Our first exercise: "how would you compute the parity of a very large number of 64-bit words"?

We are invited to consider the brute force, O(n) solution:

def parity(x):
	result = 0
    while x:
    	result ^= x & 1
        x >>= 1
    return result

Parity is one if the number of 1s in the word is one, else it is zero. Hence this function keeps a running total of the number of 1s mod 2, XOR-ing each bit in turn starting from the rightmost with an initial value of 0. Each time a 1 is encountered, the value of result will flip, until we run out of word.

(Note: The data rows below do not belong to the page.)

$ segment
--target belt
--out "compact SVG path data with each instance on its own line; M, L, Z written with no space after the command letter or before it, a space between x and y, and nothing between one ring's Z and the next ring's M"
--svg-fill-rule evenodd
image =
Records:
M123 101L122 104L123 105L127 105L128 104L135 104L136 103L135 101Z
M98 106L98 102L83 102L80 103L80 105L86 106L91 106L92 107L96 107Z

The first optimization we are offered is a "bit-fiddling trick" - we can erase the lowest set bit in a word with x & (x - 1). By replacing one-op-per-bit with one-op-per-set-bit we can reduce the complexity to O(k), where k is the number of set bits; a saving in best- and average-cases.

Next we are invited to consider the possibilities of caching (as we are dealing with "a very large number" of words). We cannot cache the parity of every 64-bit integer as this would take 10 trillion exabytes of space. However as the parity computation is associative we can cache the parity of all 16-bit subwords (a mere 65536 possibilities) and lookup the results of a quarter of the word at a time, before checking the parity of those combined results.

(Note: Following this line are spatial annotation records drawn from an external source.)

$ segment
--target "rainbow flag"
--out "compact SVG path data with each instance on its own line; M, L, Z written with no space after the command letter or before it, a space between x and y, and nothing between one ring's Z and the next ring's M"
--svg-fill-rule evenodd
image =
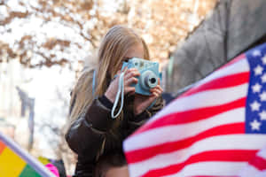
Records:
M37 159L0 133L0 177L54 177Z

We do need to establish how to derive the indexes for our lookup table. To retrieve the 16 most significant bits is simple... we right-shift 48 places. It's not quite so easy to get the next 16 bits - we can right shift 32 places, but then we have the 32 most significant bits, not the 16 we are interested in. The solution is to apply a mask to filter out anything but the 16 bits we are currently interested in. 65535 is a little unwieldy to convey in binary but we can declare our bit_mask to be 0xFFFF, and bitwise-and it with our shifted bits to get what we're after.

def parity(x):
    MASK_SIZE = 16
    BIT_MASK = 0xFFFF
    return (PRECOMPUTED_PARITY[x >> (3 * MASK_SIZE)] ^
            PRECOMPUTED_PARITY[(x >> (2 * MASK_SIZE)) & BIT_MASK] ^ 
            PRECOMPUTED_PARITY[(x >> MASK_SIZE) & BIT_MASK] ^
            PRECOMPUTED_PARITY[x & BIT_MASK])

This reduces our complexity from O(n) to O(n/16), once we have populated our lookup table of course.

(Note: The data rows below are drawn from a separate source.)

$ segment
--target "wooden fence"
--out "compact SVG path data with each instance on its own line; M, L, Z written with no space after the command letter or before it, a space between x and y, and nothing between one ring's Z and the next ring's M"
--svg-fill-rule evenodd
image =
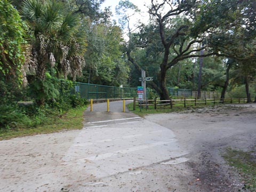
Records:
M197 91L192 91L192 96L193 97L197 98ZM221 93L218 91L201 91L201 98L206 98L206 99L214 99L220 98Z
M134 99L133 101L133 110L135 110L136 106L140 107L146 107L146 108L148 106L154 106L154 109L157 109L157 106L169 106L172 109L174 105L183 106L186 107L188 105L196 106L198 104L213 103L213 105L218 103L245 103L247 102L246 98L243 99L197 99L196 98L193 99L170 99L166 100L138 100Z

The final suggestion is to assimilate that the commutativity and associativity of XOR allows us to process multiple bits at once. The parity of a 64-bit word is equal to the parity of a 32-bit word XOR-ed with a 32-bit word, which is equal to the parity of its first 16 bits XOR-ed with its last 16 bits, and so on. Essentially we halve the size of our problem on each pass, and to hopefully nobody's surprise end up have ourselves an O(log n) solution.

def parity(x):
    x ^= x >> 32
    x ^= x >> 16
    x ^= x >> 8
    x ^= x >> 4
    x ^= x >> 2
    x ^= x >> 1
    return x & 0x1 

By utilizing these ideas individually or in combination we can surely calculate the parity of a 16-bit binary word in efficient ways we previously never thought possible, and surely nothing stands between us and fame and fortune now.